I've been writing novels for as long as I can remember. It was never something I did for any specific reason; writing simply gave me an outlet for all the characters and stories in my head. I wrote to create a new narrative for my life, a different version of who I wanted to be, who I could be. And I, quite proudly, proclaimed to anyone who asked that I was a writer, an author.
It didn't matter that I wasn't published yet, that a majority of my stories lived only in notebooks, on my laptop, across various pieces of paper, shoved into jacket pockets and promptly forgotten about. I was an author because I said I was, a writer because what I spent my free time doing was writing. It was as simple as that.
But as I got older, I began to doubt this definition. I would tell my friends I was a writer, and they would laugh, jokingly asking when my book was coming out. When I told others that I was an author, they asked who I worked with, what I had written. And over time, author became aspiring author, became in a few years, became someday.
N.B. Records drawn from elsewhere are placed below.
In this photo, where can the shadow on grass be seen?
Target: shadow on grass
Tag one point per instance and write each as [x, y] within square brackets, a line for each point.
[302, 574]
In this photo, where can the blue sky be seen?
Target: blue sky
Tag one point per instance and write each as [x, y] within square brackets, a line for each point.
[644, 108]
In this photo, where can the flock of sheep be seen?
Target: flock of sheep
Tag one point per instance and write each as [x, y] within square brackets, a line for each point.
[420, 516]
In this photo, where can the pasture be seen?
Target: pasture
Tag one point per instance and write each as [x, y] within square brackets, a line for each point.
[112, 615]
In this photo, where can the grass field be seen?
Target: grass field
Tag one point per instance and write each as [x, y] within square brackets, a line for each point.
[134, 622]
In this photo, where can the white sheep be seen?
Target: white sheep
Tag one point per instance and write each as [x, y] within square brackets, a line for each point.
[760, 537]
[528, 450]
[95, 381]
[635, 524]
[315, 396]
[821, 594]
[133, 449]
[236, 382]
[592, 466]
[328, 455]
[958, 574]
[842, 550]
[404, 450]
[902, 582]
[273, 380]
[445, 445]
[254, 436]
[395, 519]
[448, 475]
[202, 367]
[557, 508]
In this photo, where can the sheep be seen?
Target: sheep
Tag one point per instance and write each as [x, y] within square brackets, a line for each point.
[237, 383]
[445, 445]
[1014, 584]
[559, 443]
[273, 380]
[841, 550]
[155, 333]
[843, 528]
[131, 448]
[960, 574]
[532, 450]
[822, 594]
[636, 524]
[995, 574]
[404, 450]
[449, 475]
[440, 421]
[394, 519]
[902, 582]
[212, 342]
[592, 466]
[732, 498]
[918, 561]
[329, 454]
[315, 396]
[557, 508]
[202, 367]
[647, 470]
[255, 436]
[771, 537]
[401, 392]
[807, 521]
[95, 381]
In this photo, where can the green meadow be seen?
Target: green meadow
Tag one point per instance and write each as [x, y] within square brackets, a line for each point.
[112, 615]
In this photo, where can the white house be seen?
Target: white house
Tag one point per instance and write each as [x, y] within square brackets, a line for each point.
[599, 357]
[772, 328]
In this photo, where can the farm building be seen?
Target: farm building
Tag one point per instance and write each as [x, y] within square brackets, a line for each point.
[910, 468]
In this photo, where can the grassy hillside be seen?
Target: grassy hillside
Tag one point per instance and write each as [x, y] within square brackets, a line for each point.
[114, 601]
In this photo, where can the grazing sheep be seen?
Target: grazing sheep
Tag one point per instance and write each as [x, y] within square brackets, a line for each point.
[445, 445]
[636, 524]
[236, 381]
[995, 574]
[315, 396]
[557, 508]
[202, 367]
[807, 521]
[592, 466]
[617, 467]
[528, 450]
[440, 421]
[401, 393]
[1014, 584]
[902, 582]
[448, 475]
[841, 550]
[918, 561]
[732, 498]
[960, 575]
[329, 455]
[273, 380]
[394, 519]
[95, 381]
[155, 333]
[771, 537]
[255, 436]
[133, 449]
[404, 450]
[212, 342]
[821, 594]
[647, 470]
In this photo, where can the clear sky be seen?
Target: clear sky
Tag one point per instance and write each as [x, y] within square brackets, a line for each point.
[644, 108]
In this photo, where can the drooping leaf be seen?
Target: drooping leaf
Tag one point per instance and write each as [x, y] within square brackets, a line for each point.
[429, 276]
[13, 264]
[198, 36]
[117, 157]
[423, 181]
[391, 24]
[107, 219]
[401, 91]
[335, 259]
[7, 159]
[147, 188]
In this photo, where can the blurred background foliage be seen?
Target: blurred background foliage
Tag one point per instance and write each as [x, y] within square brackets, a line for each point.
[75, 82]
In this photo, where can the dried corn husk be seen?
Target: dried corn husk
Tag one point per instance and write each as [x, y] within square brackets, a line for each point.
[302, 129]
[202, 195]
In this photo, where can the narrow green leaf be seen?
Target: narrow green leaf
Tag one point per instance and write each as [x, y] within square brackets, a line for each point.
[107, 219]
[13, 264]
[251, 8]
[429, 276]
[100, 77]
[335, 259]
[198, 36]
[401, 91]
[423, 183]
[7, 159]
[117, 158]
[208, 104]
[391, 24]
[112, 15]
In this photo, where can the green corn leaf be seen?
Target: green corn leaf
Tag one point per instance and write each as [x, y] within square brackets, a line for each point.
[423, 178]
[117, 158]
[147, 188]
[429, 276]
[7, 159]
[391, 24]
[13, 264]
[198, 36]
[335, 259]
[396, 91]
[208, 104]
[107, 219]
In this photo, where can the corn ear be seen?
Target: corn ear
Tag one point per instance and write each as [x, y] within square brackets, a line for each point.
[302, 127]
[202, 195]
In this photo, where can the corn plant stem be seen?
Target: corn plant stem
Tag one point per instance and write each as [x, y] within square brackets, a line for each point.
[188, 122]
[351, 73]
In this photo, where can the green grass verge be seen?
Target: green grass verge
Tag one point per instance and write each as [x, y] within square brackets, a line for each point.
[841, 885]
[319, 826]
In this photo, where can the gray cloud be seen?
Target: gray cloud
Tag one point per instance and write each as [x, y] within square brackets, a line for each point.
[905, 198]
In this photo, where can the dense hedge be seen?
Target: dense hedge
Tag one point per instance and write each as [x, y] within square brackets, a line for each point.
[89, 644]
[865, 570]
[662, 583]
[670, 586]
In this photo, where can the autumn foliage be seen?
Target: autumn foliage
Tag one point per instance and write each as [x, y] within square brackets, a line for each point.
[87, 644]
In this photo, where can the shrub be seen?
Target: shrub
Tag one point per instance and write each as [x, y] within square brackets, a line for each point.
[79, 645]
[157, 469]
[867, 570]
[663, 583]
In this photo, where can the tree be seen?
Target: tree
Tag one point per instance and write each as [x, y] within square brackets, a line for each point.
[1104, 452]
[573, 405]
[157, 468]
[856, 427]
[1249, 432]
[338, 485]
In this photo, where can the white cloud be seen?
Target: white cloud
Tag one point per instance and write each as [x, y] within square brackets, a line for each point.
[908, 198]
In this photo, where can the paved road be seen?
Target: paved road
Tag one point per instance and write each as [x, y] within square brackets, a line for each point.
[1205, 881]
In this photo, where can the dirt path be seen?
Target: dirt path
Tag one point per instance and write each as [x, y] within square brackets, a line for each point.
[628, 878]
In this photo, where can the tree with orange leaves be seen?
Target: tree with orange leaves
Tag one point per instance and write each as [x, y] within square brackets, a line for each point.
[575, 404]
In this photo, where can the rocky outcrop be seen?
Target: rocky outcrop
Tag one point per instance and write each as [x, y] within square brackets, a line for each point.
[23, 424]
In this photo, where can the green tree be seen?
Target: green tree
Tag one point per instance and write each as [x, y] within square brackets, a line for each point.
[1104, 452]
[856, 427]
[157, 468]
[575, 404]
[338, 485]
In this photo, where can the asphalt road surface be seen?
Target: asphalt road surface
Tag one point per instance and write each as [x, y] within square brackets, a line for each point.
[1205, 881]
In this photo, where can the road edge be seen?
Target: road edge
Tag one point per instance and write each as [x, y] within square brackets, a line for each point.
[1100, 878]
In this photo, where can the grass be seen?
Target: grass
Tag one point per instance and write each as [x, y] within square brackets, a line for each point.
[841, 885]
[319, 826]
My freshman year of high school I successfully completed National Novel Writing Month for the first time, reaching my monthly goal of 50,000, the official word count for a novel. Surely, I thought, I can call myself an author now that I've officially written a novel? Surely I can be considered a real author now.
But when I told people I had written a novel, all they wanted to know was when they could read it. It seemed that I couldn't be a real writer, an artist, until my book was on a shelf in Barnes and Nobel, until they could google my name and my website would appear, until someone else had decided to qualify me as something I had long considered myself to be. This is the plight of the literary outsider; I never knew another word to describe myself, had always thought of myself as a writer. But none of that would matter until someone else agreed.
Three years and three novels later, I finally published my first book. After spending nearly a year emailing back and forth with agents, waiting for responses, for that verification I believed it was required I have, I decided to take matters into my own hands, and self-published my book about sixth months ago.
Yes, here was this qualification that I had sought for so long- I had a website, my name came up on Amazon, I had a physical story for sale, a book with my name on it. I'm a real author now, I thought. Finally.
And yet, I still found people questioning why I had self-published, saying that anyone could self-publish a book if they wanted to. Forget the two years that went into planning, writing, editing, and marketing the book- no, anyone could do it! And yes, I suppose that anyone who had gone through this process could publish their story on their own, the same way I had. But if you reach that point, if you get past the months of drafting, of writing, of editing, of waiting for reviews and opinions, of entering entirely into a world and a story and loving it with all your being, then I believe you've earned the right to call yourself a writer- whether the rest of the world chooses to agree or not.
Last night, I hit the 50,000 word count, turning my draft into an official novel. It's the 6th book I've written in five years. By most qualifications, I'm an author now, though I can't say it makes me feel any differently. Watching the word count click over from 49,999 to 50,000 hardly made a difference. Reaching that official qualification, something I had strived for for so long, hardly matters to me anymore. What matters is that I keep writing, that I keep working to tell the stories I have to tell, the stories that burn and rage within me. That is artistry, the ability to act upon that passion and turn it into something that transcends your mind.
And so it really can be as simple as being able to call yourself a writer if you write, a painter if you paint, a singer if you sing. We don't need to overcomplicate this; we don't need to make people feel as though they cannot be what they know they are. I know that I am a writer. I know that as long as I sit down and continue to put words on a page, I will always be a writer.
I do not know if I will self-publish my new book, or whether I will ever publish it at all. I do not think that it matters. Even if I am the only person who ever reads this draft, even if the only face it ever sees is that of my computer screen, I am still a writer. And I always will be.